The U.S. Justice Department today filed a civil oil-spill lawsuit against BP and several other companies. The suit is the federal government’s first major legal action in the Gulf of Mexico disaster.
The other defendants are subsidiaries of Transocean Ltd., which owned and operated the Deepwater Horizon oil rig; Anadarko Petroleum Corp. and MOEX Offshore 2007, which had financial stakes in the oil well; and QBE Underwriting Ltd./Lloyd’s Syndicate 1036, a BP insurer. Halliburton Co., which designed and pumped the cement used in the well, wasn’t named in the lawsuit.
The government’s civil claims, filed in a New Orleans federal court, seek penalties and damages under the Oil Pollution Act and the Clean Water Act.
Notably, the Justice Department is seeking to hold some defendants liable without limitation under the Oil Pollution Act for oil-spill-removal costs and other damages, including damages to natural resources.
The lawsuit doesn’t put a price tag on the amount of damage caused by the spill. A total assessment of damages to natural resources could take years.
The government is also seeking civil penalties under the Clean Water Act that could total billions of dollars. The act allows the U.S. to seek as much as $1,100 per barrel spilled, and even higher penalties in cases of gross negligence.
A government-led group estimated that 4.9 million barrels gushed out of the well, though some of it was captured. BP has said privately that the flow rate may have been 20% to 50% less.

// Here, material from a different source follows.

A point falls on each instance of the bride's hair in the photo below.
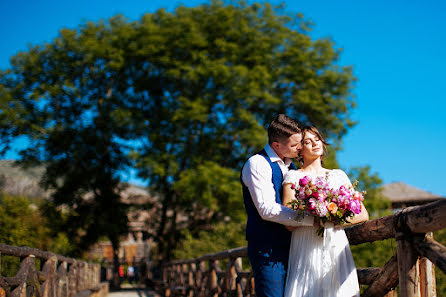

The Justice Department’s legal complaint follows an array of private-party lawsuits filed in the wake of the April 20 oil-rig explosion, which killed 11 people and produced the worst offshore oil spill in U.S. history.
The Justice Department alleged in its complaint that important safety and operating regulations were violated in the period leading up to the spill. The department said defendants failed to take necessary precautions to keep the well under control leading up to the explosion and failed to use the best available technology to monitor the well’s conditions.
The defendants also failed to maintain continuous surveillance and use the best equipment to protect workers, equipment and the environment, the Justice Department said.
The lawsuit will be consolidated in the multidistrict litigation that is pending before a New Orleans federal judge.